MSI Institute Gelar Pelatihan GCG untuk Perkuat Tatakelola BUMD dan BLUD
ItWorks.id- Madani Solusi Internasional (MSI) Institut kembali menggelar pelatihan terkait tata kelola perusahaan bertema “GCG Excellence untuk BUMD, Integrasi PP 54/2017, ISO 37000, dan standar BPKP”. Pelatihan berlangsung dua hari pada 21–22 Mei 2026 yang bertempat di Hotel Mercure Simatupang, Jakarta.
Penerapan Good Corporate Governance (GCG) bagi Badan Usaha Milik Daerah (BUMD) dan Badan Layanan Umum Daerah (BLUD) sangat penting. Selain untuk kinerja, yang tak kalah pentng juga untuk adanya bentuk penyimpangan. Seperti fraud (kecurangan), tindak pidana korupsi dan lainnya. Selain itu juga meningkatkan efisiensi, operasional, menjamin transparansi publik, memastikan kualitas pelayanan publik tetap prima, serta berkelanjutan.
”Saat ini BUMD dan juga BLUD menghadapi dituntut ganda, di satu sisi harus bisa mencetak laba, di sisi lain sekaligus menjalankan fungsi pelayanan publik. Karena itu, perlu kepiawaian dalam memadukan dua hal ini. Penerapan tata kelola perusahaan yang baik atau good corporate governance (GCG) menjadi hal penting untuk menjaga akuntabilitas dan meningkatkan daya saing usaha,” ungkap sumber MSI Institut (21/05/2026).
Kali ini pelatihan ini diikuti 13 peserta dari berbagai bidang usaha.
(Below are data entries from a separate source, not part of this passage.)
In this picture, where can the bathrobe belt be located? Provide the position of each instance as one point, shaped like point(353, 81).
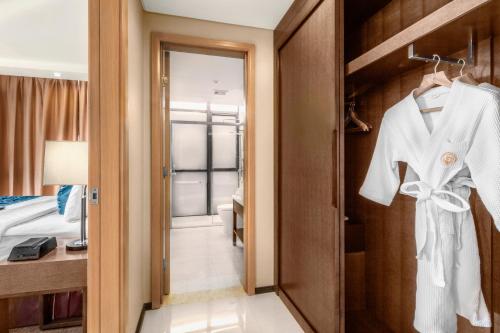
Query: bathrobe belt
point(427, 218)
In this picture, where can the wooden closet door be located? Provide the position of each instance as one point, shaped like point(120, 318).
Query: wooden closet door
point(308, 222)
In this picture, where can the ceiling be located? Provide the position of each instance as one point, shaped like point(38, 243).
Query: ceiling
point(253, 13)
point(40, 37)
point(194, 77)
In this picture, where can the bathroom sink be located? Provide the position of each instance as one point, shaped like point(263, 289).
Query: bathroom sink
point(238, 199)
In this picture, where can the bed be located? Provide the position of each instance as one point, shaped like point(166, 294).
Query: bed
point(33, 218)
point(58, 271)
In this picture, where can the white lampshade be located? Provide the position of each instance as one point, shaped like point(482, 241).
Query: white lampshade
point(65, 163)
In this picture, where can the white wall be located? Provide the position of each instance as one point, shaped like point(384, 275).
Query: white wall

Peserta pelatihan berasal dari sejumlah institusi dan perusahaan daerah, di antaranya Perumda Mojopahit Mojokerto, Perumda Air Minum Kota Padang, PT Jamkrida Jakarta, PT Tirta Asasta Depok, serta BLUD UPTD PALD Bekasi.
Pelatihan tersebut menyoroti pentingnya penerapan governance berbasis purpose-driven sebagaimana diatur dalam standar internasional ISO 37000:2021. Standar ini mendorong organisasi tidak hanya fokus pada kepatuhan regulasi, tetapi juga keberlanjutan dan akuntabilitas terhadap seluruh pemangku kepentingan.“Best practice implementasi governance saat ini tidak lagi hanya mengacu pada regulasi lokal, tetapi telah berkembang menuju standar global dengan ISO 37000:2021,” demikian keterangan penyelenggara.
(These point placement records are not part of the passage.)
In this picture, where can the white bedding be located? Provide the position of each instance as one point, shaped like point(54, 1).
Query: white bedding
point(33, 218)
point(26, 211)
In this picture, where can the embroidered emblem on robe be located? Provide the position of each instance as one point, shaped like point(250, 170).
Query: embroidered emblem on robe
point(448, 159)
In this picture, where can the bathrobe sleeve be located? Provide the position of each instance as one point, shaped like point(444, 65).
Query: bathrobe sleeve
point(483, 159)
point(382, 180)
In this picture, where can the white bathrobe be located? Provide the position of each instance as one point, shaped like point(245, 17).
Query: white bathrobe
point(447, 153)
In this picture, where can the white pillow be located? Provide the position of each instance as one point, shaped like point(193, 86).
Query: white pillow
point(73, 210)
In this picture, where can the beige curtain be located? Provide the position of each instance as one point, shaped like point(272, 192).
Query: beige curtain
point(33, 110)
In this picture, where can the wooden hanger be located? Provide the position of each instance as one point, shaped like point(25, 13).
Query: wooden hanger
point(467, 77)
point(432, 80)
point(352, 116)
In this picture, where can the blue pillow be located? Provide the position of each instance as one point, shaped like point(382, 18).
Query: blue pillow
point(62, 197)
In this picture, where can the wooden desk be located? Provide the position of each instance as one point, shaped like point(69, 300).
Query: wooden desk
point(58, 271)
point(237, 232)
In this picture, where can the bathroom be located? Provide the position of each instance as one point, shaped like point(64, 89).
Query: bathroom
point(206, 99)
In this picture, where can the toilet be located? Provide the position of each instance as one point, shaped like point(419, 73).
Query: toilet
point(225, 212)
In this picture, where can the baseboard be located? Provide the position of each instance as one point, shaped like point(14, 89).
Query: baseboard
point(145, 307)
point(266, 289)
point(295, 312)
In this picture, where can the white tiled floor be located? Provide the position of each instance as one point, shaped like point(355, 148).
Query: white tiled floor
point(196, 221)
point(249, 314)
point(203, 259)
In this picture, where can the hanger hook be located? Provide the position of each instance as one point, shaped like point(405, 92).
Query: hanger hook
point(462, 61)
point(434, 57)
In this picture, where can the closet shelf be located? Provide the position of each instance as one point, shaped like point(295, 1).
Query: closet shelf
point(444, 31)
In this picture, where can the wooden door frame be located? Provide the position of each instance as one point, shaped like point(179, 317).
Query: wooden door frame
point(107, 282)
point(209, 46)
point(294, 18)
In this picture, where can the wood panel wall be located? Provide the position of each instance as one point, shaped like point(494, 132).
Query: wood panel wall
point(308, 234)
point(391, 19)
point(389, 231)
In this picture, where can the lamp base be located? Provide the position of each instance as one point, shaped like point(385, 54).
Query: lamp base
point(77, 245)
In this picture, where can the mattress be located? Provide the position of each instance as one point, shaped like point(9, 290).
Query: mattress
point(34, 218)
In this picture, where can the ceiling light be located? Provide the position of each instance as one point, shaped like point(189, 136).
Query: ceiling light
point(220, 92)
Selama dua hari, peserta mendapatkan materi terkait orientasi dan landasan hukum BUMD dan BLUD, prinsip GCG berdasarkan PP 54/2017 dan ISO 37000, penyusunan rencana bisnis dan RKAP, pengendalian internal dan manajemen risiko berbasis standar BPKP, hingga etika, whistleblowing system, dan tanggung jawab sosial perusahaan.
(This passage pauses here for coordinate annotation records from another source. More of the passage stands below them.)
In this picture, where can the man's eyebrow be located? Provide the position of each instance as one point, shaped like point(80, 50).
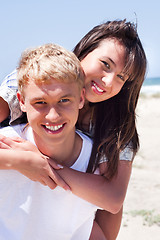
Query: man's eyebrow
point(67, 95)
point(112, 61)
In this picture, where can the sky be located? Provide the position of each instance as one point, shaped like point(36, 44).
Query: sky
point(30, 23)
Pelatihan juga membahas peran dewan pengawas dan komisaris, penyusunan kontrak kinerja, serta implementasi struktur dan proses GCG di perusahaan daerah.
MSI Institute menghadirkan dua narasumber utama, yakni Agus Puruhitaarga PW dan As’ad Nugroho. Agus diketahui memiliki pengalaman lebih dari 35 tahun di BPKP dan pernah menjadi anggota GCG Task Force, sedangkan As’ad aktif dalam pengembangan standar ISO 26000 dan social responsibility.
Metode pembelajaran dilakukan secara interaktif melalui presentasi, diskusi, studi kasus, dan evaluasi implementasi tata kelola di masing-masing organisasi. Peserta juga memperoleh materi pelatihan, sertifikat, serta sesi diskusi praktik implementasi governance di sektor BUMD dan BLUD.